アンドリュー・フランケルの意見 AUTOCARシニア編集者

F1は誰のためにあるのだろうか。チームでもドライバーでもサーキットのオーナーでも、利権者にためでもない。チケットを買って見にくるファンのためにあるのだ。F1がそれを無視すれば、その結果は明白だ。

コストを削減するとともにダウンフォースを減らし、メカニカルグリップを高めれば、マシンは運転が難しくなり、ミスも増えるだろう。ハイブリッドやターボをやめ、もしそれで撤退するメーカーがあれば、それでも良いではないか。もう一度ドライバー志向のスポーツにしようではないか。ヒーローはマシンではなくドライバーなのだ。

この考えは以前から何も変わらないどころか、多くの人が求めてきたことだ。F1はこれを耳にしているにも関わらず、取り入れて来なかったのだ。F1が技術の展示会であるべきと考える人などいないはずである。われわれはピットではなくコース上で繰り広げられるレースを求めているのである。

F1はその将来を決める時期に差し掛かっている。何年もかけて考えている場合ではないのだ。進むべき道は既に見えており、究極的に言えば必要なのはそれを選択する意思だけなのである。

ジム・ホルダーの意見 AUTOCAR論説員

F1はそのマシンを速くすることよりも、走らせるのを難しくすることに注力すべきだ。もちろん、両者が伴えばなお良いのだが。

これはただ単にタイヤを硬くし、パワーユニットを扱いにくくすれば良いだけだ。結果として、雨が降らずともウェットのようなレースが展開されるだろう。ヒーロードライバーはグリップの限界に苦戦し、スリップやパワースライドを繰り返すだろう。
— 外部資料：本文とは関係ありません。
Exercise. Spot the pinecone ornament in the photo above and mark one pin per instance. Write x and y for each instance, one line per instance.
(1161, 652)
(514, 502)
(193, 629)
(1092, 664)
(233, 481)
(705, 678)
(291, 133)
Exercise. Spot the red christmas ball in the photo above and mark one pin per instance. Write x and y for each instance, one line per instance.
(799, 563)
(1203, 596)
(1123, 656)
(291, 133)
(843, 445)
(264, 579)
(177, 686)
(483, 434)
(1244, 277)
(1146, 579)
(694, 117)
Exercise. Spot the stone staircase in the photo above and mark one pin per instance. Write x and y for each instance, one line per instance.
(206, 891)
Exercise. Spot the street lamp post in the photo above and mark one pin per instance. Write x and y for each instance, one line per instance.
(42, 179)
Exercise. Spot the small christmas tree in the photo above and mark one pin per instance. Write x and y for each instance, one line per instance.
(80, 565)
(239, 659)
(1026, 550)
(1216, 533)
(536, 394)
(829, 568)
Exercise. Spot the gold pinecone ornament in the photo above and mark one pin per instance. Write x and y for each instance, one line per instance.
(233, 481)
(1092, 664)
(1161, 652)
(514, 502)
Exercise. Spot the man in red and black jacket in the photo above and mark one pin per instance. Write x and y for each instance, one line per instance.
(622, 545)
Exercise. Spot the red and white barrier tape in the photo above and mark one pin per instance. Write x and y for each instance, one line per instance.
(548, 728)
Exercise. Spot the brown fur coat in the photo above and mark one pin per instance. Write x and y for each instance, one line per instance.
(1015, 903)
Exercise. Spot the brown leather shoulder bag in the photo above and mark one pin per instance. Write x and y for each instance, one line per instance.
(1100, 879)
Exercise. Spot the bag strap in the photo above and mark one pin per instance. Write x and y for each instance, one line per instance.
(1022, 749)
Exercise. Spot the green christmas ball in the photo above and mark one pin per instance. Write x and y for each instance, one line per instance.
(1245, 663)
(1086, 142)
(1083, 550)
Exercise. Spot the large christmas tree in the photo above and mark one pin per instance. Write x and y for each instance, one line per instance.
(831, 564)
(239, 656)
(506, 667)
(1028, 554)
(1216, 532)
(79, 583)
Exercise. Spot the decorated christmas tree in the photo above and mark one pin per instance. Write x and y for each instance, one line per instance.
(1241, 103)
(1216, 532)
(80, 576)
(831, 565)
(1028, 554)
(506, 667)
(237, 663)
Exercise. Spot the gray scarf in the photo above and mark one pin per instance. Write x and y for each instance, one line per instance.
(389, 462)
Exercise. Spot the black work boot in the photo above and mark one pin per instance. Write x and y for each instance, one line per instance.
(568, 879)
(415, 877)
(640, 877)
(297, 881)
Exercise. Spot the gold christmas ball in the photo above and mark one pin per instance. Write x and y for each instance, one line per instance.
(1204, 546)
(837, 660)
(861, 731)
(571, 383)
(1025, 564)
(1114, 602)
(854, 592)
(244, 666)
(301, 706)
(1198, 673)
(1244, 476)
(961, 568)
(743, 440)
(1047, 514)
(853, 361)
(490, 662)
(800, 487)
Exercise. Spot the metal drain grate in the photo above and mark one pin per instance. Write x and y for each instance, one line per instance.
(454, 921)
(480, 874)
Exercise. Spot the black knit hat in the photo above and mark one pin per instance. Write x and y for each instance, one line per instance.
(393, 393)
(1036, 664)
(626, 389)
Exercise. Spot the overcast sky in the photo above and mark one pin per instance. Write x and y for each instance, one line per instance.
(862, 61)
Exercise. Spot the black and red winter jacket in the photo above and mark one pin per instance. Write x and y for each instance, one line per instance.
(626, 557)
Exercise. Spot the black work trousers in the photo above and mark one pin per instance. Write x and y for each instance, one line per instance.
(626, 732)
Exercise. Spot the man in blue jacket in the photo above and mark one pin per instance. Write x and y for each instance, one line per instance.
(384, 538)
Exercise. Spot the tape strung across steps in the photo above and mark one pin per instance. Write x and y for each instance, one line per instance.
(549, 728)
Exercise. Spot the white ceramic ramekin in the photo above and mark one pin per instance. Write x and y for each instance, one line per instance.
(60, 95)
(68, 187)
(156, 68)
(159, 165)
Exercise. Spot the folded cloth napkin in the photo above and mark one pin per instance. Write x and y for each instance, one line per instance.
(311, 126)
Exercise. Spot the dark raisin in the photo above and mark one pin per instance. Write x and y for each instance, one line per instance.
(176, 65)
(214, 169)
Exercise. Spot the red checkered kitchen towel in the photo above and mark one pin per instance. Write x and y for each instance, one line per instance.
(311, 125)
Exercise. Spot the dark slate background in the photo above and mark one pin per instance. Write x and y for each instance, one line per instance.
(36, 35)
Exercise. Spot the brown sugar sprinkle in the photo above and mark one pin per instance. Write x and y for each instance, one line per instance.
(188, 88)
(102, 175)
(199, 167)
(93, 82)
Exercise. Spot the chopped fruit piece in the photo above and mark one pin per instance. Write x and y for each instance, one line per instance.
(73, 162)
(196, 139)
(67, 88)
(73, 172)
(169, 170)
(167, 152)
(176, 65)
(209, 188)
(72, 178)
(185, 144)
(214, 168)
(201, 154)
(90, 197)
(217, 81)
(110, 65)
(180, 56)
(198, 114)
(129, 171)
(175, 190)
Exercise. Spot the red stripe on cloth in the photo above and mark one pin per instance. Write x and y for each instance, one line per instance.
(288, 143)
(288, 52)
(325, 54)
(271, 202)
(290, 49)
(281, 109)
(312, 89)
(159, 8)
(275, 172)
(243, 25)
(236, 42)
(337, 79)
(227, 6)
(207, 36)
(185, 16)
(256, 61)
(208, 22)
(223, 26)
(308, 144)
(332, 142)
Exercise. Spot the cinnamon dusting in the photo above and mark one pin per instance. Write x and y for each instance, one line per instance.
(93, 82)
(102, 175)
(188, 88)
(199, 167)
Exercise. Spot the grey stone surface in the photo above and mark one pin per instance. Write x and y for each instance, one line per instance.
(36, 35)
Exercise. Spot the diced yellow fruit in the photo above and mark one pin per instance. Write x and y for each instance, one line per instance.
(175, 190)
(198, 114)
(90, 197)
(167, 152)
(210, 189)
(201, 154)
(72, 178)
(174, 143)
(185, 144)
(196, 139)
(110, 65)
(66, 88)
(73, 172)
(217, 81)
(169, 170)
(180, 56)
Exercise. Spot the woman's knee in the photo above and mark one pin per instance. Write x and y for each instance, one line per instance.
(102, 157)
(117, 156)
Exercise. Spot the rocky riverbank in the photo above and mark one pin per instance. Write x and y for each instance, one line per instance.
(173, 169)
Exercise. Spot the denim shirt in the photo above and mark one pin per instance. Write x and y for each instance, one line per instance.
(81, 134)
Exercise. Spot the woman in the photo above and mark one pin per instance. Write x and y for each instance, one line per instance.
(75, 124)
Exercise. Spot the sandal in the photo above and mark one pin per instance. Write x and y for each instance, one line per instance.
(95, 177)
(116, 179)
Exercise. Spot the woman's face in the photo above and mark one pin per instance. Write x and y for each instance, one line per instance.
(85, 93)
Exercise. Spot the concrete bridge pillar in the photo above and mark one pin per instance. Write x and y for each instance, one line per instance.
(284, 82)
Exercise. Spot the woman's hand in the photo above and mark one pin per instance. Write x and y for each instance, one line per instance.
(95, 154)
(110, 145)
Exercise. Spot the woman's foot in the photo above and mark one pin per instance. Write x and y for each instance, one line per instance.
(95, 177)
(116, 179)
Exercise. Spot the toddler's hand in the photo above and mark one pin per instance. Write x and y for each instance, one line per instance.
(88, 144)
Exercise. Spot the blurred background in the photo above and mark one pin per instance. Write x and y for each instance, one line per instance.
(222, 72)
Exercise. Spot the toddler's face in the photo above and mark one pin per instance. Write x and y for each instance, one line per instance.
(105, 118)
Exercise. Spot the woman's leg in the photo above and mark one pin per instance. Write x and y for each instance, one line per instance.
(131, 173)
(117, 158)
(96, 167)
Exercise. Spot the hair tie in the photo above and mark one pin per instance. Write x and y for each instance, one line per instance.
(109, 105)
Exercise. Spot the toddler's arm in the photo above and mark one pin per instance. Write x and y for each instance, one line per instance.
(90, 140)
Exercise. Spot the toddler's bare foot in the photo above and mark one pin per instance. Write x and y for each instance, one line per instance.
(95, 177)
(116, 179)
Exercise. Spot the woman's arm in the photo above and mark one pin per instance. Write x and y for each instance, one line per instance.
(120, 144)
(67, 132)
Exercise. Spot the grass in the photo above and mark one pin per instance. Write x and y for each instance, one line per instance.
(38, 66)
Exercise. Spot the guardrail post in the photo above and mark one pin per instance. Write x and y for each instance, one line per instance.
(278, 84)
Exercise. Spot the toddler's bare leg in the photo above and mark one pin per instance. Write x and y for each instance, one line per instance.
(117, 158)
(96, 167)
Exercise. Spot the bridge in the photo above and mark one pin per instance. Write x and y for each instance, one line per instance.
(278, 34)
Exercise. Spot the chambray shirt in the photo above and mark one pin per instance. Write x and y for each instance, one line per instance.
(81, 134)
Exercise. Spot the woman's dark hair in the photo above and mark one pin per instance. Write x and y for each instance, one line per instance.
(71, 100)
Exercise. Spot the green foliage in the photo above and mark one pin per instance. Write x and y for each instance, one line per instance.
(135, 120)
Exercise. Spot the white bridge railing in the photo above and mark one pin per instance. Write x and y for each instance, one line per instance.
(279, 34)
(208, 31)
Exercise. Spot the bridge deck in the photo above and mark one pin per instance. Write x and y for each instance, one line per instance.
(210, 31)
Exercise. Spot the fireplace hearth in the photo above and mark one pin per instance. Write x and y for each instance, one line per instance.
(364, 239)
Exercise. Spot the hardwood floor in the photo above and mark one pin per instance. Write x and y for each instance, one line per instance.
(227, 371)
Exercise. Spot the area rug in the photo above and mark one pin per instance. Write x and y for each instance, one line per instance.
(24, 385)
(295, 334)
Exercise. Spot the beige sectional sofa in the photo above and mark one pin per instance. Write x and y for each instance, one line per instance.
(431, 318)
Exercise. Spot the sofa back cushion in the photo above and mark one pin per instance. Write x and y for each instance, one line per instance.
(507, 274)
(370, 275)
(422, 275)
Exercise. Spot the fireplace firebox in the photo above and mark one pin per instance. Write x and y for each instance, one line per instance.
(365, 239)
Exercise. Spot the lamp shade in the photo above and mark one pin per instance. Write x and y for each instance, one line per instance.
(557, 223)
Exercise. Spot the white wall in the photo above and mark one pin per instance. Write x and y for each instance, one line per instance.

そして本当に雨が降ったらどうだろうか。素晴らしいタイヤは存在するが、依然としてパワーは過剰だ。その勝負は常に右足にかかっているべきなのだ。過剰なグリップをもたらす技術や、巨大なウイングによって勝敗が左右されてはならないのである。

とは言えこれはレースであり、運動会のかけっこではない。各メーカーは見た目やサウンドで訴えかけることにより、さらに多くのファンを獲得することを目指すべきだ。その観点では、燃料供給の制限など、意味のわからないレギュレーションは不要である。